Download APK (v0.1.0)

Requirements

	Minimum	Recommended
Android	9+	12+
Architecture	arm64	arm64
RAM	8 GB	12 GB+
Storage	3 GB free (model download)	5 GB+
GPU	Not required (CPU works)	Tensor G3/G4, Snapdragon 8 Gen 2+, Dimensity 9200+
Root	Not required	Not required

⚠️ 8 GB is the minimum but may still crash on some devices depending on what else is running. 12 GB+ is comfortable. If the app crashes during model loading, close other apps and try again. If it still crashes, your phone doesn't have enough free RAM for a 2.3B model. Hardware limitation, not a bug.

Quick start

Install the APK
Grant accessibility permission when prompted
The model downloads automatically on first launch (~2.6 GB)
Switch to Task mode, type what you want

No API keys. No cloud config. No account.

Help Wanted

This is the first local LLM that can autonomously control a phone. Built in two all-nighters on a model that dropped days ago. It's already pretty impressive that this works at all, and it's only going to get better as on-device models improve.

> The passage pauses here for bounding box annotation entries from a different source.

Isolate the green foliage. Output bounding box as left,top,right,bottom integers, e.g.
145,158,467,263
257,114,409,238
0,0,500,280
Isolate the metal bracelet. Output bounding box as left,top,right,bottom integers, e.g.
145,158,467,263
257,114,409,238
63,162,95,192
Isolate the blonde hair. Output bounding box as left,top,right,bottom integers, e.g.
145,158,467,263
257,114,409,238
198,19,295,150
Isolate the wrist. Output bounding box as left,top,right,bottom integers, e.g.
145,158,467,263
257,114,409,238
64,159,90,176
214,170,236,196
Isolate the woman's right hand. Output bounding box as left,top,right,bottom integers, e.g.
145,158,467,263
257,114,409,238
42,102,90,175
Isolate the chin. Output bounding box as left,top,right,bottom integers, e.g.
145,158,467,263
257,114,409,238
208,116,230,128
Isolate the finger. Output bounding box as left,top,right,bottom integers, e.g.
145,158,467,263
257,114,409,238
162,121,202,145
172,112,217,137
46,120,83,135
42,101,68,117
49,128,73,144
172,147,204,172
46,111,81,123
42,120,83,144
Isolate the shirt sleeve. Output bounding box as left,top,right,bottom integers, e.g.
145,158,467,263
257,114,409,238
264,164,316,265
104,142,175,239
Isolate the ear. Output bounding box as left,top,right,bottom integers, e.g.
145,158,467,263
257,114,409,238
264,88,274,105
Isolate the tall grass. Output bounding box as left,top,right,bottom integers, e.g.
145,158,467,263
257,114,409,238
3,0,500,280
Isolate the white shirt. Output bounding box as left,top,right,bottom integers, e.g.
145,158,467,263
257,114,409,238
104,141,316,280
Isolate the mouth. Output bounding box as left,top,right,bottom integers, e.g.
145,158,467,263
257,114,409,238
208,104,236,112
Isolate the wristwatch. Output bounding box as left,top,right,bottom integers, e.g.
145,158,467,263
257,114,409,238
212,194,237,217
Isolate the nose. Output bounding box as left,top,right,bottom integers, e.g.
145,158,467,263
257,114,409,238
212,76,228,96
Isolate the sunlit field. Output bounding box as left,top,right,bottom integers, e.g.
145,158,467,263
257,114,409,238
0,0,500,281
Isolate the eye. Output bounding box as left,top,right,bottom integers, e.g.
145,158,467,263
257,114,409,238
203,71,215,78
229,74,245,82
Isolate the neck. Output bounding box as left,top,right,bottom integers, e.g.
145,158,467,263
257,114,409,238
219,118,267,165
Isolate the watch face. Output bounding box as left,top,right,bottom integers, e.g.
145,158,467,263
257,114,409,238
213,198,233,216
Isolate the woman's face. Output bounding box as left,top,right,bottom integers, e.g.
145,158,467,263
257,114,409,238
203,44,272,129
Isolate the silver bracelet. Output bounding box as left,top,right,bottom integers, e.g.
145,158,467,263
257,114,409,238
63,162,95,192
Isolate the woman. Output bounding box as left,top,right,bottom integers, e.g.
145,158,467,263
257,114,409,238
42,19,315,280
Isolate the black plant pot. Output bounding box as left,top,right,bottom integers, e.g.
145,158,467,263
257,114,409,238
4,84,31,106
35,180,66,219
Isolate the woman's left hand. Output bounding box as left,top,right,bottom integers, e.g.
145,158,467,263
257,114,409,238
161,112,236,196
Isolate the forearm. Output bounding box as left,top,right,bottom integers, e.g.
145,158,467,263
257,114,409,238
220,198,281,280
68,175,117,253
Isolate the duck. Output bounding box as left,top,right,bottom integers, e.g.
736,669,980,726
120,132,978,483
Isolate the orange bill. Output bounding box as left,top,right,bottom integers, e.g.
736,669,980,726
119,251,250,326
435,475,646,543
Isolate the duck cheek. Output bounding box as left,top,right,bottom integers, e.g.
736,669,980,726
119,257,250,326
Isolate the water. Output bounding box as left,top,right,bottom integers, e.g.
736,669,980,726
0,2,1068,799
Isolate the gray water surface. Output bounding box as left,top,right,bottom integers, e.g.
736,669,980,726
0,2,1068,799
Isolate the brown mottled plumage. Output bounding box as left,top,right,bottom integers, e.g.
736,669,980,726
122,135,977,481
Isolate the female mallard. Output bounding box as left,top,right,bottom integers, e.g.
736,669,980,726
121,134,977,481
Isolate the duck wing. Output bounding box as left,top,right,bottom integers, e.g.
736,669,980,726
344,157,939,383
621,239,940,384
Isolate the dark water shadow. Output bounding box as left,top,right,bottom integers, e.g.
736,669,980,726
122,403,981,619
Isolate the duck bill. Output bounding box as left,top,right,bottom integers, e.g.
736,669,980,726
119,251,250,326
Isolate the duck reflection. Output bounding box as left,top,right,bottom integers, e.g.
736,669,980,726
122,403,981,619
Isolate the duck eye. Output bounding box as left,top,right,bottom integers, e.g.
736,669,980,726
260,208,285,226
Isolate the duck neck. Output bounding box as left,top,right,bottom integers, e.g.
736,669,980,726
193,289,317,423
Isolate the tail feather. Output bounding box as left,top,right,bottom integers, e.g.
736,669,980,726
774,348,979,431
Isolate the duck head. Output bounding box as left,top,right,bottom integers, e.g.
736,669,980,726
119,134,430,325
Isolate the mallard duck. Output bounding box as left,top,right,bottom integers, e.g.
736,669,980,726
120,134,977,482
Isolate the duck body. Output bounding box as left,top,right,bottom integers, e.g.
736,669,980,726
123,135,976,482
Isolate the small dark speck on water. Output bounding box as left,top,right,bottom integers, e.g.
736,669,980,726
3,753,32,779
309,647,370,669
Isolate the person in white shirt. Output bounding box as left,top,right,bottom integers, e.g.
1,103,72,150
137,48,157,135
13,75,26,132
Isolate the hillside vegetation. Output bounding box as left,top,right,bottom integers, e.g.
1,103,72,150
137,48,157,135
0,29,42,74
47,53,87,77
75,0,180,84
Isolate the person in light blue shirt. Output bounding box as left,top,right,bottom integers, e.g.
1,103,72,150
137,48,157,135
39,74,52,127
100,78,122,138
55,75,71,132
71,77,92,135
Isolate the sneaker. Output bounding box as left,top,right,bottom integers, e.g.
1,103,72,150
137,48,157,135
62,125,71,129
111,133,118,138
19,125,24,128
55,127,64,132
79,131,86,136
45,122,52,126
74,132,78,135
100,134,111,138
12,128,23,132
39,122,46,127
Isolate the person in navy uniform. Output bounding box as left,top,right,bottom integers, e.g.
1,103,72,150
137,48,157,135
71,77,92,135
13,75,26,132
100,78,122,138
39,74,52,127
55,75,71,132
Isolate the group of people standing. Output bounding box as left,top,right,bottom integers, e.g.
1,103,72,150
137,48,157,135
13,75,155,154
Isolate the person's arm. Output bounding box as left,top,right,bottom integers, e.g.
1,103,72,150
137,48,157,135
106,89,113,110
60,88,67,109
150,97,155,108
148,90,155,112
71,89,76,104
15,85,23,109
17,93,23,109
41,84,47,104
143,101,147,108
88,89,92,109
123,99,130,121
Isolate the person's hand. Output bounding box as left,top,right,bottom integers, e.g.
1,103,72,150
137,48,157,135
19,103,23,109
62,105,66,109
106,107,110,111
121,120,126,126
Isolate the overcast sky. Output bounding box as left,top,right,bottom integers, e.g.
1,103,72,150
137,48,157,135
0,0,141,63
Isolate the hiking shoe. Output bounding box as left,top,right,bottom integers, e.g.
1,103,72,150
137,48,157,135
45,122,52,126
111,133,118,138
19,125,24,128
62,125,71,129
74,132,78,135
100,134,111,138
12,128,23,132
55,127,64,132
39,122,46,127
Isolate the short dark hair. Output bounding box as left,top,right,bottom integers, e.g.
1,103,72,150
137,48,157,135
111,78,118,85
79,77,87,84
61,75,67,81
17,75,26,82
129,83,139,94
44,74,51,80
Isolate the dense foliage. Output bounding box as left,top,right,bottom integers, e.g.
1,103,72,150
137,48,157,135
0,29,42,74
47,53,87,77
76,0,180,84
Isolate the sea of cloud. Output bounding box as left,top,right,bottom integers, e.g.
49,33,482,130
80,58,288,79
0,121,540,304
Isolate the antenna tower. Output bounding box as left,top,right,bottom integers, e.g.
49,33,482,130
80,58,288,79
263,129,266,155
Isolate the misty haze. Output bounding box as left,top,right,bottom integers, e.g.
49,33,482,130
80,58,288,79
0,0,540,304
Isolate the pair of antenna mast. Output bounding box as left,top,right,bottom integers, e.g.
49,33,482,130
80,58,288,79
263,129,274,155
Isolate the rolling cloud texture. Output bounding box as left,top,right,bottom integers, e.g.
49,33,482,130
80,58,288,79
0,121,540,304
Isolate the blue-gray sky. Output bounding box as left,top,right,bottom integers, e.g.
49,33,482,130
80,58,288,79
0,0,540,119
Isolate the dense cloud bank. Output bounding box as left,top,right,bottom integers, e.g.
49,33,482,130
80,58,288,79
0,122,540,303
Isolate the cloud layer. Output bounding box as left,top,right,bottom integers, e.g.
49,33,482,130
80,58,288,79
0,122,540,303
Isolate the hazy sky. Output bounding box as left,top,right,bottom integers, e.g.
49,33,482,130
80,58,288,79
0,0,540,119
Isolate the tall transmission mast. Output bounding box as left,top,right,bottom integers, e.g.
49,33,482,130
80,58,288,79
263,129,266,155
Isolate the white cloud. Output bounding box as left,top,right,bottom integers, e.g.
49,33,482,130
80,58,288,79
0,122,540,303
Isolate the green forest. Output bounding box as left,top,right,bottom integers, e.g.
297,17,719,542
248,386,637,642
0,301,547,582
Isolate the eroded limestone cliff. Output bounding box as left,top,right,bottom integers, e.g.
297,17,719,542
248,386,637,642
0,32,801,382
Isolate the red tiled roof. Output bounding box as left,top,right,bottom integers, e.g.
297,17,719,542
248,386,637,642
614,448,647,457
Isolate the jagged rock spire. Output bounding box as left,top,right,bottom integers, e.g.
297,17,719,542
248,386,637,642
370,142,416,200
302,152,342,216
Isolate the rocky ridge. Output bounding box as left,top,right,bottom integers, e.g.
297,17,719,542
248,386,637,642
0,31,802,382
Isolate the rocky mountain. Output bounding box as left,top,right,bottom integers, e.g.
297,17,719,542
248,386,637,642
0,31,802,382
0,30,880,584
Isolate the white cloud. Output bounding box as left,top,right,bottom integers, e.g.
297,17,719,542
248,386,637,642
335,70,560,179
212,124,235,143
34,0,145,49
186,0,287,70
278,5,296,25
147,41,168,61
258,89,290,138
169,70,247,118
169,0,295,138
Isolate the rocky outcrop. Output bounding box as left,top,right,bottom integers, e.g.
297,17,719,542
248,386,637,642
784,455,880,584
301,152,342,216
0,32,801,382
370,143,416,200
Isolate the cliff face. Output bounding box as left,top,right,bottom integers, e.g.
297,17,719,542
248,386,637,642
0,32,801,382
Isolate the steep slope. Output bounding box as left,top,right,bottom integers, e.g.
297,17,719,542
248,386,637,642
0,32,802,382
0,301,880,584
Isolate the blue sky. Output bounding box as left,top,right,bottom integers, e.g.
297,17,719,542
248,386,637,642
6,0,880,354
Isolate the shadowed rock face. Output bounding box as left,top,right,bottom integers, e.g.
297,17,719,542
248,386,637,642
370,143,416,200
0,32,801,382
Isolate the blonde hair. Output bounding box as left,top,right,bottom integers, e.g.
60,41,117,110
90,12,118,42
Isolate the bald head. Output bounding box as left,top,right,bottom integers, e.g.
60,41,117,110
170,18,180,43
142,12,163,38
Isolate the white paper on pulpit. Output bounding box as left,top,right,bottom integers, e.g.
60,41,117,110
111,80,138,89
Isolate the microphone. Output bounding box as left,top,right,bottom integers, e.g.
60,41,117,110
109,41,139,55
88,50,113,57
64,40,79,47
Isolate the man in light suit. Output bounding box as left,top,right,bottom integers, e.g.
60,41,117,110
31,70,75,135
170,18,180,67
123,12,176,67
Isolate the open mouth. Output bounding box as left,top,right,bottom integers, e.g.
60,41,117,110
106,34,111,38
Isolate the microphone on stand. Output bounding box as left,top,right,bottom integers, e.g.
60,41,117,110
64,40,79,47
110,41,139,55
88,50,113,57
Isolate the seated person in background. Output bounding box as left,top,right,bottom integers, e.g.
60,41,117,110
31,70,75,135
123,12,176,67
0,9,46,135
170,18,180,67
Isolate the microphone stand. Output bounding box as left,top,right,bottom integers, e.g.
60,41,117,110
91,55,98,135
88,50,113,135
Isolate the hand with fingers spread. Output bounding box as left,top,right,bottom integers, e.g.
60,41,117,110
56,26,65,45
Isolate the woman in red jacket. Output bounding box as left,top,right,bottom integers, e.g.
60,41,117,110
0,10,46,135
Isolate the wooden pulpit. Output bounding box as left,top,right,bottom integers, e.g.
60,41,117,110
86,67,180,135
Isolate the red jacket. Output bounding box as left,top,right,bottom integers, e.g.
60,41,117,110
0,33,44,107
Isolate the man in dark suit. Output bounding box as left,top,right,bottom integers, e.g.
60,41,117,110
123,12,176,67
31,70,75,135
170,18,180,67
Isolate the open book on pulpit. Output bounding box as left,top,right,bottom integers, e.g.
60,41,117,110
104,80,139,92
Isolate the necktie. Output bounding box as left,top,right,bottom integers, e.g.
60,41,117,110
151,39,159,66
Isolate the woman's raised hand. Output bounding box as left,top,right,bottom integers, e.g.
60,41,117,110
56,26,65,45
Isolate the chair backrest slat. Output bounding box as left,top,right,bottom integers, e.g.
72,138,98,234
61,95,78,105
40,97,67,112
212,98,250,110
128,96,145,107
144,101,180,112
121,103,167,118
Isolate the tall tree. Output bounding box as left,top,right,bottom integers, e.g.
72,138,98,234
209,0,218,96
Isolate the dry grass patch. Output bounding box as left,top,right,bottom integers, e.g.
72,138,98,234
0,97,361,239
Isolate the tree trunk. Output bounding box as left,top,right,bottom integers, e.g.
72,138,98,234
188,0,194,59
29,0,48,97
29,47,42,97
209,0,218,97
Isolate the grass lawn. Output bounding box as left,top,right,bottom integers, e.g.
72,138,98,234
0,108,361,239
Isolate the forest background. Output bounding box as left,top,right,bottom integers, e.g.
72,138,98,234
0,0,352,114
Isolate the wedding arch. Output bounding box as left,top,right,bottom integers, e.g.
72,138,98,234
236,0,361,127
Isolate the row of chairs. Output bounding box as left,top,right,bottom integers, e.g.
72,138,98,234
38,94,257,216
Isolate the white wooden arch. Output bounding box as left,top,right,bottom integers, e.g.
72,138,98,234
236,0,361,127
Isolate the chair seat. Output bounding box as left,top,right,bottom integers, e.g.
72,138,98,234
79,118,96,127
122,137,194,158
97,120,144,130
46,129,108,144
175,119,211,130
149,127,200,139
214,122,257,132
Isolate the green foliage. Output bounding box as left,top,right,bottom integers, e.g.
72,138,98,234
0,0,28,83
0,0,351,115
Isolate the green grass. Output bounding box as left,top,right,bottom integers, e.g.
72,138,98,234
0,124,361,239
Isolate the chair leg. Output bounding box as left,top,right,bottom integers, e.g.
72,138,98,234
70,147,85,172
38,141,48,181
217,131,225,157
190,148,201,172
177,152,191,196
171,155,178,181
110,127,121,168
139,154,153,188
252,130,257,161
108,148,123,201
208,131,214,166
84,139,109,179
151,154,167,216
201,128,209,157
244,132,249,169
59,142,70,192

That said, there are a LOT of issues. That's expected for something this new. If you run into bugs, weird behavior, or have ideas:

⭐ Star this repo if you think local AI phone control matters
🐛 Open an issue when something breaks (it will)
🍴 Fork it and build on it

Every issue makes this better. Every star helps more people find it.

Acknowledgments

PokeClaw exists because of Gemma 4 by Google DeepMind. Thank you to Clément Farabet, Olivier Lacombe, and the entire Gemma team for shipping an open model with native tool calling under Apache 2.0. You made it possible for a solo developer to build a working phone agent in two nights. The LiteRT-LM runtime is what makes on-device inference practical.

Also inspired by the OpenClaw community 🦞 for proving that AI agents that actually do things are what people want.

And thank you to Claude Code by Anthropic. I'm a CS dropout with zero Android development experience. Claude Code made it possible for me to go from nothing to a working app in two nights. The future is wild.

License

Apache 2.0

Contributors sign our CLA before their first PR is merged.